Covered Calls are also known as Buy Write's, these can be placed
with your online broker to allow you to simultaneously buy 100 shares
and sell 1 call.
How Do They Work?
At expiry if the share price of XYZ was above $20 the
option would be exercised and the shares would be taken out of the
investors account. This is a good deal, the investor would have just
make $100 ($1 x 100 shares) renting these shares for the month. Now buy
back 100 shares and sell another call for the next month!
At expiry if the shares are worth less than $20, but more than $19
then the Call option would not be exercised, but the investor would
have still made money! (break even is $20 - $1 premium = $19). In this
scenario the investor can just sell another call for the next month!
If the share price was below $19 then the investor would loose the
difference between the current share price and the $19 break even.

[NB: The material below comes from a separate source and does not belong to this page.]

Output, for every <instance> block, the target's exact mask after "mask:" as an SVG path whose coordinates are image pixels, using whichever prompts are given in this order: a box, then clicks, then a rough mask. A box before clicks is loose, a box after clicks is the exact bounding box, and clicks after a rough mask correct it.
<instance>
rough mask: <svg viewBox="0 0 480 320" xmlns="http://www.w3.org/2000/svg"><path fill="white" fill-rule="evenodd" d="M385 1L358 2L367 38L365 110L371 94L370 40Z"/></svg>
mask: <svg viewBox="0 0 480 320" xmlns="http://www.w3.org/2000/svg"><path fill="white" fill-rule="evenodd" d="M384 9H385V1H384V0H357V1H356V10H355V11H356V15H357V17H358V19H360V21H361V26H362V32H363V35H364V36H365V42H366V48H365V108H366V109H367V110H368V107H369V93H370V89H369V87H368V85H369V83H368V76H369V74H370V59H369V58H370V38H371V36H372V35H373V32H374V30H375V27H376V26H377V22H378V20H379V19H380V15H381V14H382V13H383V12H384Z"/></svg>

Aggressive or Conservative Strategies
Aggressive Strategy (In The Money Calls)
If the investor
was to employ an aggressive strategy they could sell "In The Money"

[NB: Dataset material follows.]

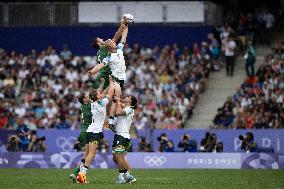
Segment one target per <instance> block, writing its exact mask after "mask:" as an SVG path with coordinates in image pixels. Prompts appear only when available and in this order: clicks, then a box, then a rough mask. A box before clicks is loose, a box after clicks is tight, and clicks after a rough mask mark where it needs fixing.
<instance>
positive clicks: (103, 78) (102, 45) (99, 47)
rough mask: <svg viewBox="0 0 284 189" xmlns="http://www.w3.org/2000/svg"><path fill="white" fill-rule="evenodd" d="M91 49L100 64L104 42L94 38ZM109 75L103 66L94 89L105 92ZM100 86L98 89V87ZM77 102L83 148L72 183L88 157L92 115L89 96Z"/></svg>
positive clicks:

Calls on this share at $17.50 (or lower). This means the investor wants
the stock to be taken out of the account and wants to limit the risk if
the shares fall in value. But for the investor to still make that $1
income the option contract must be worth $3.50. In this example the
investor will loose $2.50 per share selling them at $17.50, but bring
in $3.50 of income the difference still being the $1 per share.
Using
the aggressive strategy the break even price is now $16.50
($20 - $3.50). Now the stock can fall 17.5% before the investor reaches
the break even point. As long as the share price is above $17.50 at
expiration the option will be exercised and the shares taken out of the
account. If the share price is between $16.50 and $17.50 at expiration
the investor will still make money, and if its less than $16.50 the
investor will loose money.
Conservative Strategy (Out Of The Money Calls)
If the investor was to employ
a conservative they could
sell
"Out Of The Money" Calls on this share at $22.50 (or higher). This
means that the investor wants to keep the shares, or benefit if
they grow in value, but want to wear the risk of the shares decreasing
in value. The
investor may receive less than $1 for the premium, lets assume they
still get $1.
In this example the break even
point is still $19 ($20 - $1
premium), but if the shares were to increase in value the investor
would still benefit from the capital growth up to $22.50. If the shares
were to increase above $22.50 the option would be exercised and the
investor would make a maximum of $3.50 ($2.50 growth + $1 premium). If
the shares were between $19 and $22.50 the option would not be
exercised and the investor would make between $0 and $3.49 per share.
If the shares were worth less than $19 the investor would loose money.